The exhaustion of the neoliberal model of capitalism has been addressed by elites since the onset of the present crisis in 2008 by wave after wave of heightened austerity that is doing nothing but exacerbating the crisis, as well as drowning average people in misery. The political systems in both the U.S. and E.U. seem gripped by total gridlock, with rule being carried out in Europe by conservative bankers whose feckless measures have plunged the economic union into interminable crisis. Meanwhile, in the U.S., a political system riddled with corruption as a result of the influence of big money has spiraled into previously unknown extremes of partisanship and polarization. And, of course, underlying these crises, we continue to push the planet through incremental increases in carbon emissions into a climate crisis from which there is likely to be no exit for the vast majority of humanity.

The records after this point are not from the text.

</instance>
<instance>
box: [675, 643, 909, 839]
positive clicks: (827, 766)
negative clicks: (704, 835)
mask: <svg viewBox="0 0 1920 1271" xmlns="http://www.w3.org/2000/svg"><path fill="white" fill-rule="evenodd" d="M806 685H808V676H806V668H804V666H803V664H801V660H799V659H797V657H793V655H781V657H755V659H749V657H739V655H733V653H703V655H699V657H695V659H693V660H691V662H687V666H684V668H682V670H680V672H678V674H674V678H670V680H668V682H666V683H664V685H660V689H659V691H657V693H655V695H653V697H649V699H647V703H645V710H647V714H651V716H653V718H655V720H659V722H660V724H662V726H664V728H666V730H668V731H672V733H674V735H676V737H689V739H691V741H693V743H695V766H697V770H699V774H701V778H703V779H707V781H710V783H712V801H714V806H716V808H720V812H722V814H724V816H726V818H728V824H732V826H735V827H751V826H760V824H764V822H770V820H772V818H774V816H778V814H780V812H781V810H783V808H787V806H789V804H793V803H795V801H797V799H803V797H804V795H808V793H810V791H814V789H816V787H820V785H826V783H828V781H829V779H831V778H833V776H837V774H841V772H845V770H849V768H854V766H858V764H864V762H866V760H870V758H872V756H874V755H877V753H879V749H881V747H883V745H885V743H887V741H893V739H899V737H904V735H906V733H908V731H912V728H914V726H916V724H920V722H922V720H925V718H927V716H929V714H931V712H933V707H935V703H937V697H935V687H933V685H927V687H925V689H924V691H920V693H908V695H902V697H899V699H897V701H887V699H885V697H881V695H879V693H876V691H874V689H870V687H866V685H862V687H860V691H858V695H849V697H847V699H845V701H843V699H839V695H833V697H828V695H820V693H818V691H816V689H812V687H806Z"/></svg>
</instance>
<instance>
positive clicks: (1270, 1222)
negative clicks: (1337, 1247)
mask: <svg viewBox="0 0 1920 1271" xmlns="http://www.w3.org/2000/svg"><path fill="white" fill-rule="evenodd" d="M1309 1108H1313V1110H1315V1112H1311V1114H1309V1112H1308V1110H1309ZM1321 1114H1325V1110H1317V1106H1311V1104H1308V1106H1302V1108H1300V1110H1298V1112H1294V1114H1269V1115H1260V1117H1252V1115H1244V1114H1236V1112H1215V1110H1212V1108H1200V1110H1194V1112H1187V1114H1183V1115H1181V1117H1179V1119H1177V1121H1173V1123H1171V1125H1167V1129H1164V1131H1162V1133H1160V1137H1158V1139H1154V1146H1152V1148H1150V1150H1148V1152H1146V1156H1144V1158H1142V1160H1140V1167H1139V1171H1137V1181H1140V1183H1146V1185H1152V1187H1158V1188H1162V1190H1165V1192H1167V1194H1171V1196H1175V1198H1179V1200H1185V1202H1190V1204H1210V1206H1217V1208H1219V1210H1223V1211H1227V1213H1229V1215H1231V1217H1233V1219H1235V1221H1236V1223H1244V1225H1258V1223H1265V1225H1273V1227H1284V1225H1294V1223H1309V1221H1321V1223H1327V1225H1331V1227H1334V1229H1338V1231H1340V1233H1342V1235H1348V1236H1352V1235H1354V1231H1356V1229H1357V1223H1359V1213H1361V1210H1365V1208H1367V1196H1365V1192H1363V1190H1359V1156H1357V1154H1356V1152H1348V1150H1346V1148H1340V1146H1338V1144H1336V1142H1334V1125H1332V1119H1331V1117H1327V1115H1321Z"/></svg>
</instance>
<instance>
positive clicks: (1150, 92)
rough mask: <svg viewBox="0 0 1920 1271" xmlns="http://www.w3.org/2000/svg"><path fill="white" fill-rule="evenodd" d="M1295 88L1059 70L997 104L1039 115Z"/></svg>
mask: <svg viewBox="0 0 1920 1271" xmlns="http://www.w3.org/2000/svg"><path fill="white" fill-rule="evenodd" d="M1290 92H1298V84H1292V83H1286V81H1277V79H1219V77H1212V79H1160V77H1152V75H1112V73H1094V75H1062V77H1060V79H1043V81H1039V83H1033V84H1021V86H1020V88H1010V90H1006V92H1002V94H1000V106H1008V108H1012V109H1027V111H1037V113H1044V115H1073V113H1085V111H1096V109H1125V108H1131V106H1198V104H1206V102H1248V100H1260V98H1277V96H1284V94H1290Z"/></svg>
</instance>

There is, of course, little substantial admission of these crisis in mainstream discourse, let alone an attempt to grapple with the kind of serious, systemic transformations that would be necessary in order to stem our current headlong rush towards oblivion.
Given this fact, the apocalyptic political unconscious proffered by films such as Prometheus can often seem very attractive. Hell, at least someone is willing to admit we’re in deep shit.
There are, nonetheless, significant dangers associated with such an outlook. As Eddie Yuen and the other contributors to the forthcoming volume Catastrophism point out, apocalyptic thinking distorts our understanding of the organic crisis faced by contemporary civilization. As a result, such thinking more often impedes rather than fuels progressive responses to crisis. In fact, if catastrophism has any basic DNA, it is in the apocalyptic thinking of fundamentalist religious movements, which tend to be animated in their responses to crisis by highly reactionary social mores.
The challenge we face, then, is to survey and help the multitude understand the depth of the crisis we currently face, while not giving in to apocalyptic rhetoric. We cannot afford to wait for the slate to be wiped clean before we build new, sustainable societies. That battle has to be waged in the present, through initiatives both pragmaticmand visionary enough to engage people in genuine campaigns of hope.